DCL 4.3 Instruction | Biblical Case Studies | Nehemiah and Paul
Video Presentation: Todd Mullins, Lead Pastor and Shaun Blakeney, Student Ministry Pastor, Christ Fellowship, Florida
Nehemiah was a strategic thinker. The wall of Jerusalem was in shambles and urgently needed to be restored. It seems remarkable, but Nehemiah could see both the problem and the solution, even though he had never visited Jerusalem. Nehemiah knew his purpose, made his plan and led the people through the process. His story is truly one of the most remarkable accounts of leadership and strategic thinking ever recorded. Look at his strategic thinking:
1. He saw the problem.
2. He prayed for divine favor.
3. The problem became his problem.
4. He developed his action plan.
5. He understood the resources that would be necessary for success.
6. He explained his strategy to other leaders.
7. He asked them for help.
8. He established priorities.
9. He was persistent.
- The people of Jerusalem needed only 52 days to rebuild a city wall that had been in ruins for more than 120 years. Do you agree that strategic thinking was a key reason for this remarkable achievement?
- Discuss the ways that Nehemiah’s strategic thinking impacted the successful rebuilding of the wall.
The apostle Paul, a key leader in establishing the early Church, was a strategic thinker. Note several components of his strategic plan:
1. Preached the gospel to Jews and Gentiles.
2. Selected and mentored key leaders to assist him.
3. Selected major cities in which to establish the Church.

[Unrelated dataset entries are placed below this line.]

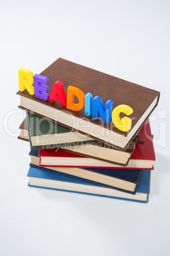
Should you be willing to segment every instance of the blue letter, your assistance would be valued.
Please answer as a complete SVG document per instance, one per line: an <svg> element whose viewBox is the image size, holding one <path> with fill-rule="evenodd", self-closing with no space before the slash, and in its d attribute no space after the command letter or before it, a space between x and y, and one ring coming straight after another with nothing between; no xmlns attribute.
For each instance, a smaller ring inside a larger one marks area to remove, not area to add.
<svg viewBox="0 0 170 256"><path fill-rule="evenodd" d="M110 123L112 120L111 113L113 108L113 102L108 99L105 106L100 97L96 96L93 99L93 117L98 119L100 114L103 122L106 124Z"/></svg>
<svg viewBox="0 0 170 256"><path fill-rule="evenodd" d="M92 113L92 99L93 95L90 92L85 95L84 113L87 117L89 117Z"/></svg>
<svg viewBox="0 0 170 256"><path fill-rule="evenodd" d="M41 76L41 75L36 74L34 77L34 96L36 98L44 99L47 101L49 97L48 94L49 87L43 83L47 83L49 82L48 77Z"/></svg>

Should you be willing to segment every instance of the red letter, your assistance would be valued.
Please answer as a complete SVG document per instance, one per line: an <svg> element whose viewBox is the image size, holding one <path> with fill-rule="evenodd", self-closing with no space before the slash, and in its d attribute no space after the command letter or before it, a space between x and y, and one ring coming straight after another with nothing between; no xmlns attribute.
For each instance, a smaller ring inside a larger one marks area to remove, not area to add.
<svg viewBox="0 0 170 256"><path fill-rule="evenodd" d="M67 98L63 89L63 85L62 82L56 81L55 83L49 101L51 103L54 102L54 101L59 101L63 107L66 106Z"/></svg>

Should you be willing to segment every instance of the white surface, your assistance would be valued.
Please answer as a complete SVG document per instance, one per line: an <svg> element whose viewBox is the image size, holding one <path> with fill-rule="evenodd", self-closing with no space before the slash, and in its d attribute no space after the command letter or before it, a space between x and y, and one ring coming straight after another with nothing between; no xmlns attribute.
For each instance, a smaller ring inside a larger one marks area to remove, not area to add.
<svg viewBox="0 0 170 256"><path fill-rule="evenodd" d="M11 116L16 136L1 128L1 255L169 255L162 127L167 122L169 131L169 7L165 0L1 3L1 124L20 103L18 70L39 73L59 57L160 90L152 118L163 110L163 118L152 122L157 161L149 202L140 204L28 187L29 145L16 138L22 111Z"/></svg>

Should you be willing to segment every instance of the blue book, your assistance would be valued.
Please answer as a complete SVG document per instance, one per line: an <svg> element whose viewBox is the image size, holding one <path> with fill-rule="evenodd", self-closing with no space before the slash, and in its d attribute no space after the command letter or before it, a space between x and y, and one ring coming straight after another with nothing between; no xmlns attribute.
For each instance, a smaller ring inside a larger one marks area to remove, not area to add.
<svg viewBox="0 0 170 256"><path fill-rule="evenodd" d="M34 167L30 167L27 176L30 187L110 198L147 203L150 192L150 171L147 170L142 173L135 195Z"/></svg>
<svg viewBox="0 0 170 256"><path fill-rule="evenodd" d="M93 184L104 185L105 187L121 191L135 194L141 178L142 170L110 169L110 168L77 168L39 166L38 150L31 150L30 166L46 171L63 174L70 177L92 182Z"/></svg>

4. Selected cities where he could influence the greatest number of people.
5. Wrote letters of instruction, correction and encouragement to key churches and leaders.
6. Challenged all churches to focus on a shared vision.
A Note of Caution for Christian Leaders:
Isaiah reminds all of us of the utmost importance of seeking the guidance of the Holy Spirit in our strategic planning (Isaiah 30:1-5). Leaders must be sure their plans fit God’s revealed will for them and their organisation. They must continuously ask if their plans remain relevant to the needs of their mission, their values, their vision and their long-range objectives. This makes for wise leadership and strategic planning.
The book of Proverbs has a number of clear and practical principles regarding strategic thinking:
- Proverbs 14:15 – “A simple man believes anything, but a prudent man gives thought to his steps.”
- Proverbs 15:22 – “Plans fail for lack of counsel, but with many advisers they succeed.”
- Proverbs 16:3 – “Commit to the Lord whatever you do, and your plans will succeed.”
- Proverbs 16:9 – “In his heart a man plans his course, but the Lord determines his steps.”
- Proverbs 20:18 – “Make plans by seeking advice; if you wage war, obtain guidance.”
ASSESSMENT AND APPLICATION
What are you currently doing that is not strategic for you? Assess how many hours you are working in your areas of weakness rather than in your areas of strength.
List your personal strengths in ministry and then compare the list with where you are investing your time. What changes do you need to make in order to be more strategic?